The Pressure of ‘Should’ During Lockdown
Human beings are judging machines, we can’t help ourselves.
While we hope we might see a kinder society emerging from the coronavirus pandemic, nothing positive comes from pointing out what someone else should be doing to cope and grow themselves or their businesses throughout this period.
Social media, self-help gurus, chats across the road, all throw up ideas of what we should be doing to make us better people when we all come out the other side.
Some seem to think we are all slowing down, baking bread, creating the perfect family unit. That we now have time to meditate every morning and become proficient in some new skill from the comfort of our own home.
From the entrepreneurial icons there is no excuse for not pivoting your business right now or using this time to explore a side hustle. We ‘should’ simultaneously be home schooling, improving ourselves, working harder and smarter, meditating, reconnecting with our partners and taking on a new hobby.
At The Healthy Working Company we have now trained and interacted with thousands of people during this crisis and what strikes me is the role of the circumstances in which many people find themselves. The greatest challenges we see are from two extremes – those who are isolated and putting in a lot of hours of work, not stopping and not taking regular breaks; and those working in cramped spaces, with children under ten and both parties trying to work, doing their best to enjoy more time with their children, but also feeling guilty from every angle.
To understand our responses to the current situation it is worth acknowledging that as human beings we are hard wired to respond and cope in certain ways.
The threat responses in our brains are switched on by an abnormal situation – which might result in immediate or long term underlying (chronic) stress. Our inherent negativity bias – which from an evolutionary perspective helped to keep us alive – ensures that we place greater weight on worries than on positive events and it is hard to escape our immediate response to crisis.
I am hard wired to move quickly and seek solutions. To work hard. But while I may appear calm on the outside, I am like a swan scrabbling madly under the surface and driven by an underlying anxiety – will I still be able to make a living for me and my team? Will I lose my house? Will I ever go on holiday again?
Feelings can overwhelm the best of us at times like this, but then I find a new perspective and remember that I am resourceful. I will be fine.
How would it be if instead of talking about ‘should’ we were to think about what might ‘be available’ from one course of action over another? Instead of talking about what we must do we can think about what is workable for our situation.
These shifts in language remove judgement and emotion and allow us to be more measured in our responses to our own anxieties and to the often-wearying advice of others. If we redefine our actions into a series of choices, can we find ourselves more empowered as a result?
The eminent psychologist Csikszentmihalyi says: “A joyful life is an individual creation that cannot be copied from a recipe.”
In creating our webinars for industry-leading companies about healthy home working, we have put forward ideas for people to try. Most of them have the backing of science. All of them are about workability.
And some of them will work better for some than others.

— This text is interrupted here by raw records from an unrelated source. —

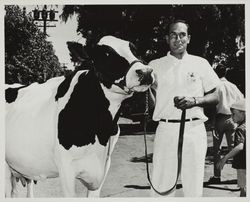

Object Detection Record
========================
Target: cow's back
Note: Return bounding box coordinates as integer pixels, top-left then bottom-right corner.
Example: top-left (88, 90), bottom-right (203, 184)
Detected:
top-left (6, 77), bottom-right (64, 178)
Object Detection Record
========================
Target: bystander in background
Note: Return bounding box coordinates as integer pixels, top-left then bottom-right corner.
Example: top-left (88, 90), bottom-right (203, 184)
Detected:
top-left (209, 64), bottom-right (244, 183)
top-left (216, 99), bottom-right (246, 197)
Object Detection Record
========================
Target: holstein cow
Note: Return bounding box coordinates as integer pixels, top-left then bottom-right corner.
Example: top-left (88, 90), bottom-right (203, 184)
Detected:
top-left (6, 36), bottom-right (154, 197)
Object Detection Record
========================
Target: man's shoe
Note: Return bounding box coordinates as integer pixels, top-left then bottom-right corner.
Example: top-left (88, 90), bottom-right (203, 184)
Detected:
top-left (208, 176), bottom-right (221, 184)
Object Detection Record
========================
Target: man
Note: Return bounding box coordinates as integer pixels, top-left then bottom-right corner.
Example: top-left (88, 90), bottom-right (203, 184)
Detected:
top-left (209, 64), bottom-right (244, 183)
top-left (150, 20), bottom-right (220, 197)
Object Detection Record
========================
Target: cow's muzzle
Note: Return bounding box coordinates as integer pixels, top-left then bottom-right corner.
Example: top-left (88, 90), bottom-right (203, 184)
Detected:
top-left (135, 67), bottom-right (153, 85)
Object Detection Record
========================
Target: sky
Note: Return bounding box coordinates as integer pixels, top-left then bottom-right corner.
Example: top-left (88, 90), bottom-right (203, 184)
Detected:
top-left (25, 5), bottom-right (84, 69)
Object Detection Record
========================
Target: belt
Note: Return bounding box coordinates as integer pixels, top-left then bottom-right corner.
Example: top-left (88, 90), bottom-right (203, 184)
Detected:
top-left (160, 118), bottom-right (199, 123)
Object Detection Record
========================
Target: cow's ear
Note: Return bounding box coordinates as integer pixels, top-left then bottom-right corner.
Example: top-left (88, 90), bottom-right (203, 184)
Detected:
top-left (86, 45), bottom-right (106, 63)
top-left (67, 41), bottom-right (89, 62)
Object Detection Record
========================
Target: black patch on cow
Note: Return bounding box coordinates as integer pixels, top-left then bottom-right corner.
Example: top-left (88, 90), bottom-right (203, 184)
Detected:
top-left (55, 72), bottom-right (76, 101)
top-left (58, 71), bottom-right (118, 149)
top-left (5, 86), bottom-right (27, 103)
top-left (87, 45), bottom-right (130, 88)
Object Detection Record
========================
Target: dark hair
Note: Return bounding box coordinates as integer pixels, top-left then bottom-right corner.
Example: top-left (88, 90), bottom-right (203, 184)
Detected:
top-left (167, 19), bottom-right (190, 34)
top-left (215, 64), bottom-right (227, 78)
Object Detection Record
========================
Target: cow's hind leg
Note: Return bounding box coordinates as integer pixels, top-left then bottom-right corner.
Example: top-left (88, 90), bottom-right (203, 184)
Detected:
top-left (87, 157), bottom-right (111, 198)
top-left (5, 162), bottom-right (12, 198)
top-left (87, 136), bottom-right (117, 198)
top-left (55, 146), bottom-right (75, 197)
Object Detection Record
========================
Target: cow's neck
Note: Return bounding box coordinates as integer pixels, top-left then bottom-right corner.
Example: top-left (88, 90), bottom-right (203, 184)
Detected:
top-left (101, 84), bottom-right (133, 118)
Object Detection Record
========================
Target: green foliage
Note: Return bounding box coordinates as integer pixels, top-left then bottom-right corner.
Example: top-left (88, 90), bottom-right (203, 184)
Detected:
top-left (62, 4), bottom-right (245, 92)
top-left (5, 5), bottom-right (63, 85)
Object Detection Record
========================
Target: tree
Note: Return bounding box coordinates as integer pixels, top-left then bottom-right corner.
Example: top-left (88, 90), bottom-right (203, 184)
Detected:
top-left (5, 5), bottom-right (63, 85)
top-left (61, 4), bottom-right (245, 92)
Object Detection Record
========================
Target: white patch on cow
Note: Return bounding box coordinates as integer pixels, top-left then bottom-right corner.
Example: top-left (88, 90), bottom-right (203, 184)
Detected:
top-left (98, 36), bottom-right (138, 64)
top-left (126, 62), bottom-right (154, 92)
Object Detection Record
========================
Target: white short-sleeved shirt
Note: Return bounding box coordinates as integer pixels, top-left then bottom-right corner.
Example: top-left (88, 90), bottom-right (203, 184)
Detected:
top-left (149, 52), bottom-right (220, 121)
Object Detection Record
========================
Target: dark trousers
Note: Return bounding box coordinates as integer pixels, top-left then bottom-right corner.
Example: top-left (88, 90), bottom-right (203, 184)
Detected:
top-left (213, 114), bottom-right (236, 177)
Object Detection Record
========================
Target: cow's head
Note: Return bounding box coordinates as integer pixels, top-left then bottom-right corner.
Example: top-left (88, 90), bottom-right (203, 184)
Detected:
top-left (68, 36), bottom-right (154, 93)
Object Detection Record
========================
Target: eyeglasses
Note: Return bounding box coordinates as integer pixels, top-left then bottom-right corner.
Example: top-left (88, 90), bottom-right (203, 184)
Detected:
top-left (169, 32), bottom-right (187, 40)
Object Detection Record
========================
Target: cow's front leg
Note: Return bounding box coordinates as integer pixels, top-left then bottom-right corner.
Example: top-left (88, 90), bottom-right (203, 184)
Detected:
top-left (26, 179), bottom-right (34, 198)
top-left (87, 134), bottom-right (117, 198)
top-left (55, 146), bottom-right (75, 197)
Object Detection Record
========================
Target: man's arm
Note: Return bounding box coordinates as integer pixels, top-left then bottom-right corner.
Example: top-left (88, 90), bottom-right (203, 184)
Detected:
top-left (174, 88), bottom-right (219, 109)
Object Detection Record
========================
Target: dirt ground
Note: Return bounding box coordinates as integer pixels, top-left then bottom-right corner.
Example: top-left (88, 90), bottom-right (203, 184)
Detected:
top-left (10, 120), bottom-right (239, 198)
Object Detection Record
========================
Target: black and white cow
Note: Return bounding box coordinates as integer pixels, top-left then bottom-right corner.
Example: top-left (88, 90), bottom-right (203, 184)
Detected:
top-left (6, 36), bottom-right (154, 197)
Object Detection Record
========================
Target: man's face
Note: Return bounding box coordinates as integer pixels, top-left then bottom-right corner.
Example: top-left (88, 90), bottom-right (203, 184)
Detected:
top-left (166, 22), bottom-right (190, 55)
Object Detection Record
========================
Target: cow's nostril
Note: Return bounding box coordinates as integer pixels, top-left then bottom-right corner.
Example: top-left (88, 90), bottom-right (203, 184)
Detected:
top-left (147, 68), bottom-right (153, 74)
top-left (135, 69), bottom-right (143, 76)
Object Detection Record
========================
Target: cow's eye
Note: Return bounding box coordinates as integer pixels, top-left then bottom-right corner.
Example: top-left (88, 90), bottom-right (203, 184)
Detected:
top-left (129, 42), bottom-right (138, 57)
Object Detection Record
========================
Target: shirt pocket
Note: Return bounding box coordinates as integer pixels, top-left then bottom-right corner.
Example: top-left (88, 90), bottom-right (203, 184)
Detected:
top-left (184, 71), bottom-right (202, 96)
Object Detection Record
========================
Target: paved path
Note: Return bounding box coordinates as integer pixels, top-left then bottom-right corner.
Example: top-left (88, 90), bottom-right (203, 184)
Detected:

Sharing diaries, breaking regularly, taking time out, eating good food for our guts, exercising regularly, going to bed at the same time each night – all of these create workability in our lives. Is it enough to point these out? No. Habits are difficult to shift and we need to support people in finding environmental nudges and to feel the buzz of success having implemented a new habit.
Some will just not work for everyone.
So take a step back and observe how you are dealing with this crisis, because self-knowledge is a useful thing. As far back as Socrates, we have known this!

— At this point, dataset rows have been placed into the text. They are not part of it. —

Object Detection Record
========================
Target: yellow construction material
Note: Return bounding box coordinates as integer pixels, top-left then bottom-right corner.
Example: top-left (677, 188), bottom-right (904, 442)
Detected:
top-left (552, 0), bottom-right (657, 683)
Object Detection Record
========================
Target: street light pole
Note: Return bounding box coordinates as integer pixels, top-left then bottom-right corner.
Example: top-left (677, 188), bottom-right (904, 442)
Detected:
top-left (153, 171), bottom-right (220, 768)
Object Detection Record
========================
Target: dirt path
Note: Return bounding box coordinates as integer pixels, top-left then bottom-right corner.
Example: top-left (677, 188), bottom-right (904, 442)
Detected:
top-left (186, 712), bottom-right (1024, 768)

Give up the idea that any expert has the exact blueprint solution for you, but critically evaluate what might work for you if you try some of their advice.
Give up judging other’s responses as lesser or greater than your own and feeling stung by their apparently amazing capacity to cope. I invite you to try on kindness and self-compassion for this period.
1 Consider the use of the words “what might be available from” and “what is workable” rather than “should” or “must” when it comes to what you are doing.
2 Tell the story to yourself of how you are coping in a way which underlines rather than undermines your ability to cope as a human being.
3 Know that you and those you interact with are always doing their best with the tools they have available.